For "did the feed pick up my new IPs?" verification, filter audit on security.threat_feed_refreshed and check the entry-count delta.

After an incident, you have a list of attacker IPs. Spin up an S3 bucket with the list; configure as a custom feed with weight 50 (high). Sign-ins from those IPs are effectively blocked.

After the incident has aged (e.g., 6 months), remove the feed or reduce the weight to a tracking-only level.

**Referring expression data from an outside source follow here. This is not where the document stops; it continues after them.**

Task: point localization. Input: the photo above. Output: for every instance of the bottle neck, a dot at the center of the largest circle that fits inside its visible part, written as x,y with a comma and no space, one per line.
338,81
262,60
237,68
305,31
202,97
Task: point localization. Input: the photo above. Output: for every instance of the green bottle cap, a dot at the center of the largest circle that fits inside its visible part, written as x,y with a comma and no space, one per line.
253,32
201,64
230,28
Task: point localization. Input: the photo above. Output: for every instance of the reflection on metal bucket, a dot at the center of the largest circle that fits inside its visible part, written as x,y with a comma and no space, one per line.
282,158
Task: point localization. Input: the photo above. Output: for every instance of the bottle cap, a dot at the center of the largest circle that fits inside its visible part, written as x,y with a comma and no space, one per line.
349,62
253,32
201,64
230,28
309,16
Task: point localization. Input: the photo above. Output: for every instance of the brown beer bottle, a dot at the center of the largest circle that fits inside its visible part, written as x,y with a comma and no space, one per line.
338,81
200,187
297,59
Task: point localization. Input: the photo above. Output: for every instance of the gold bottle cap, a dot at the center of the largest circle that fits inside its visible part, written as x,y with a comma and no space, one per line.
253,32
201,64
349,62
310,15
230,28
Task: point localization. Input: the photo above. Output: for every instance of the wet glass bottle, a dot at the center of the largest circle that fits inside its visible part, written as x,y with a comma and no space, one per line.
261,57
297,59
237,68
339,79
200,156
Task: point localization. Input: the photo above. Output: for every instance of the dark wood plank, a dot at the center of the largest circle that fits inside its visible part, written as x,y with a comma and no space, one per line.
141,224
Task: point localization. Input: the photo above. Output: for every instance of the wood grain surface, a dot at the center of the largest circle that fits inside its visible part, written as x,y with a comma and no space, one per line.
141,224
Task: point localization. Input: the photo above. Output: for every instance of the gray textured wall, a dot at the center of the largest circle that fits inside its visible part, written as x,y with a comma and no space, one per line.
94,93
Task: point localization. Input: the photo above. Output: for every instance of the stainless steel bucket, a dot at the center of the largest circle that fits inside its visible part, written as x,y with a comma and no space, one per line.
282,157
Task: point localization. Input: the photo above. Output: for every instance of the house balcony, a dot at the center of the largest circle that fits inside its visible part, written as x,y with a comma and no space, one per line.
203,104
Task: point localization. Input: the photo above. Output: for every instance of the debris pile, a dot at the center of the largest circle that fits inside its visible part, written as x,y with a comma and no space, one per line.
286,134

You're part of an industry threat-sharing network. They publish a feed URL; you configure it as a custom feed. Their updates propagate to you.

Internal-only allowlist (negative pattern)

Section titled “Internal-only allowlist (negative pattern)”

You want to ALLOW certain IPs unconditionally. The custom URL feed is the wrong tool — it adds to the risk score; doesn't subtract.

For allowlists, use Threat → Whitelists (a different surface).

  • For tiny lists (< 10 IPs). Manually maintain a Whitelist or Blocklist; cheaper than running a URL.
  • For lists that change every minute. Either too-frequent polling or stale data; consider building a webhook-driven update pattern via a different integration.
  • For per-application logic. Custom URL feeds are tenant-wide. For "this IP is bad for application X only", use a custom Action on the application's pre-credential-check trigger.